During a panel featuring fellow creative, and designer, Virgil Abloh, Solange opened up about how her dream of becoming a professional dancer came to a dead stop when she tore her meniscus at age 15. She also shared how that devastating moment led her to pursue music wholeheartedly.
“I would go to any studio session that anyone would let me sit in, and I would watch and I would study,” Knowles said at the American Express OPEN Success Makers event on Tuesday. “I was extremely lucky and privileged that I had that kind of access, but I think about these landmarks —how this devastating thing turned into the thing that I actually do now, which turned into what I’m actually doing presently, which is incorporating my mess into my work and how anyone of those moments I could have just completely surrendered.”

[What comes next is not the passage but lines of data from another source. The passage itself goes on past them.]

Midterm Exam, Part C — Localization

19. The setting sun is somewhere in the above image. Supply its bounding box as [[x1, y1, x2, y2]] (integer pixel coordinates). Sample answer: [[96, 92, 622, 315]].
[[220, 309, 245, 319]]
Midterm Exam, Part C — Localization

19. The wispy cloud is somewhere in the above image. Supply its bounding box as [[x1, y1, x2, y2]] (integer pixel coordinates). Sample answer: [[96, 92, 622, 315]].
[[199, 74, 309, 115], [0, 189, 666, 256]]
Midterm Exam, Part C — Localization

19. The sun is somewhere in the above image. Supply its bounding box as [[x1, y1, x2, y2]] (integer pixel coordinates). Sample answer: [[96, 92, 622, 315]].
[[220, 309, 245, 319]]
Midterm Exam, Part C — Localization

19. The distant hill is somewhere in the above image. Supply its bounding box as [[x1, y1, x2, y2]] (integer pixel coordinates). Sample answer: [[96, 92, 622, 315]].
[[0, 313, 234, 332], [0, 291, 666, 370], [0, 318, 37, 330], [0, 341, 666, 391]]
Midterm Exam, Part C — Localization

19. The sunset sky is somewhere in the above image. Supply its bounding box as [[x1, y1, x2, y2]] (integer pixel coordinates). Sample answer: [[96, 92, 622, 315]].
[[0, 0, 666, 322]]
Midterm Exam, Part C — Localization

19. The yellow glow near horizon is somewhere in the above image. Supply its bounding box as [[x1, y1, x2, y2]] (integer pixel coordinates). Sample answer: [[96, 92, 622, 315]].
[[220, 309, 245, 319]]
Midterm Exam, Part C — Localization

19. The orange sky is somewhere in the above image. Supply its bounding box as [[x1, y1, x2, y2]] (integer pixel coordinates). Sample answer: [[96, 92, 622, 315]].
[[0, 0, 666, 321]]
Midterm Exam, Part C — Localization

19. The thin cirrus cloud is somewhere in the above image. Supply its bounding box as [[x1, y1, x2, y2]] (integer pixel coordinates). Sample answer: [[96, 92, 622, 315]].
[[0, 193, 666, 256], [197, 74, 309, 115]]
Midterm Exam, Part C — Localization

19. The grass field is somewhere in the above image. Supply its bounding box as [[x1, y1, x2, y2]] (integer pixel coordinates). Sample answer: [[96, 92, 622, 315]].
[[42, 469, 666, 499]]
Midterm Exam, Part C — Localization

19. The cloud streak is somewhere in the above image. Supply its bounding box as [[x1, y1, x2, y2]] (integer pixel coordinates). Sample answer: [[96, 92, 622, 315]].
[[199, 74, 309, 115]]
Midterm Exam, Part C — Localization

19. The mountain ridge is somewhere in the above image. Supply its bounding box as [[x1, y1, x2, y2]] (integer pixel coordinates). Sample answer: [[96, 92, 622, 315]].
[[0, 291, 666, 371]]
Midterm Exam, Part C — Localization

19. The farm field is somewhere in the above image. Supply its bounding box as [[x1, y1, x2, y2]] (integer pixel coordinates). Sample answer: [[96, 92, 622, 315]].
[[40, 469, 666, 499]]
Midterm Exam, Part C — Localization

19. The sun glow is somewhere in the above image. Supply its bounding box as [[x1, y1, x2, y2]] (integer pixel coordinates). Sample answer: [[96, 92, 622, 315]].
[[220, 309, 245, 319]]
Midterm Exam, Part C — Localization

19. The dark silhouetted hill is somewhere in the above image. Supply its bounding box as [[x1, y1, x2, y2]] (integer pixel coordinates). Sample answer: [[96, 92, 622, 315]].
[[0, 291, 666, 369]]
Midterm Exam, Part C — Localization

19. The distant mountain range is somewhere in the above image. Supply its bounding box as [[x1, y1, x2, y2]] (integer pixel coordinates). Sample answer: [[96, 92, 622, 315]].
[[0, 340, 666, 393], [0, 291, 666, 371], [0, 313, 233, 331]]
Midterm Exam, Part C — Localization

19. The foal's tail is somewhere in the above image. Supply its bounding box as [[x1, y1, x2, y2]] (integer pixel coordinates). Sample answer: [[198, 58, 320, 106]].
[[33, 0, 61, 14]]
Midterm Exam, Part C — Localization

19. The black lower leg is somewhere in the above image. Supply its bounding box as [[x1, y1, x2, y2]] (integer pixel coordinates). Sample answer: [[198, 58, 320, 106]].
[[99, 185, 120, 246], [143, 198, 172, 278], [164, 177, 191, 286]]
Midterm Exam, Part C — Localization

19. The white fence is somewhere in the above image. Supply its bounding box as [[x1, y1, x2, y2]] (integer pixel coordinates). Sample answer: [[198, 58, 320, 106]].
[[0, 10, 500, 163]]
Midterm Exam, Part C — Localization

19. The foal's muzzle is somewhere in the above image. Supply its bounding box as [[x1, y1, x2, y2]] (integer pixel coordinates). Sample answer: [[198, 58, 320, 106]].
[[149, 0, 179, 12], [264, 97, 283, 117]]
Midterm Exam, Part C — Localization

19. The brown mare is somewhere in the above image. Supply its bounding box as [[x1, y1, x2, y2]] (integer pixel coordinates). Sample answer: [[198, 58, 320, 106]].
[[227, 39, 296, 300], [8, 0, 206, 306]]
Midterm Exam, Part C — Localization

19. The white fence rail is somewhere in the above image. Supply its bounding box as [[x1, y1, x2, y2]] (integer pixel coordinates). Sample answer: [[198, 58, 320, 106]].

Back then Solange thought she would become a songwriter, not a singer. “You know, I never thought that I actually had such a great voice,” she said. “I thought that I was a really strong songwriter, I thought I had a really strong vision, but I just did not believe in my voice enough yet, so I worked really hard the art of developing a song.”
Being a student of the craft first is what brought the Grammy winner her success. “I think those moments made me as confident and self-assured as I am now,” Solange continued. “This is exactly the way I thought I was gonna get there, and being open to the possibility and exploring and always being a student.”
Knowles’ fourth studio album A Seat At the Table won her a Grammy and she recently was honored with the American Express Impact Award during the Billboard Women in Music Awards show.